Abbiamo dovuto accettare che con il lockdown il nostro mondo sia cambiato. Musei, cinema, teatri, sale da concerto, spazi culturali di ogni sorta hanno chiuso i battenti. In Europa, secondo recenti stime, il comparto ha perso oltre il 30% del proprio volume d’affari (da circa 650 mld del 2019 a poco più di 440 mld nel 2020); il settore musicale e quello delle arti performative hanno riportato una contrazione pari, rispettivamente, al 75% e al 90%. È ora necessario riappropriarci di cultura e bellezza, i tratti distintivi della civiltà. Come ricorda il politologo tedesco Ralf Dahrendorf, “in tempi normali gli intellettuali sono utili, in tempi di rivolgimento sono necessari”. La citazione apre l’ultimo rapporto promosso dalla Fondazione Symbola, appena pubblicato, Io sono cultura 2020. L’Italia della qualità e della bellezza sfida la crisi, che coglie segnali di ripresa e di rivitalizzazione dei beni immateriali, a riprova che le attività che rientrano nella sfera culturale non sono opzionali, sono essenziali.

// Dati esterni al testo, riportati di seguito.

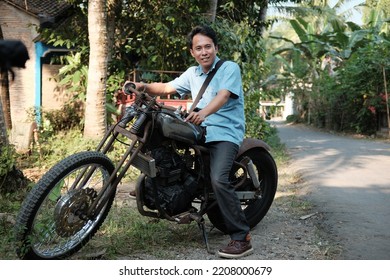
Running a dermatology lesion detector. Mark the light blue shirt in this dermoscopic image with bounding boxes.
[169,57,245,145]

Se le contingenze ce ne allontanano, proviamo a considerare noi stessi come “unità culturali” che si difendono liberando la creatività individuale per affrontare questi tempi difficili; anche il benessere comune ne risulterà migliorato. Il significato nuovo e attuale di creatività deve scaturire dalla consapevolezza di quanto l’impasse del presente sia serio e dal trovare dentro di noi le energie atte a superarlo. Non si può materialmente? Spicchiamo un piccolo volo, e proviamo a comunicare in forma di linguaggio, di pensiero o di azione creativa, per arrivare, da soli o con altri, alla formulazione di una o di tante idee, compiendo un percorso che possa vedere trionfare, per dirla con Camus, invece di chi reprime, chi crea.

Secondo Sabino Acquaviva (Progettare la felicità, Laterza, 1994), già alla fine del secolo scorso, nelle società avanzate, ogni progetto politico doveva sempre più identificarsi con la felicità dei cittadini, primariamente legata alla soddisfazione dei bisogni concreti, per poi progressivamente spostarsi dalla mera crescita economica al conseguimento del “benessere”, concetto sul quale, da decenni, il dibattito è ancora aperto. Ma, se non esiste una univoca definizione del benessere individuale e sociale, abbiamo almeno chiaro cosa è per noi, in prima persona, la felicità? Riusciamo ad avere almeno un pensiero felice al giorno, fra i sessantamila che ci arrovellano?

Peter Pan caduti dalla culla a causa della fatale distrazione materna, traditi alla nascita, sospesi tra realtà e fantasia, fatichiamo già a stabilire cosa determini il benessere; decidere come accrescerlo diventa un’impresa ardua, ancor più complicata se come obiettivo ci poniamo non più solo il benessere misurabile in modo soggettivo, ma anche quello degli individui che compongono la nostra monade familiare e sociale. Una preoccupazione non elide l’altra, la raddoppia; proviamo dunque a recuperare un pensiero felice, perché solo i pensieri felici permettono di volare.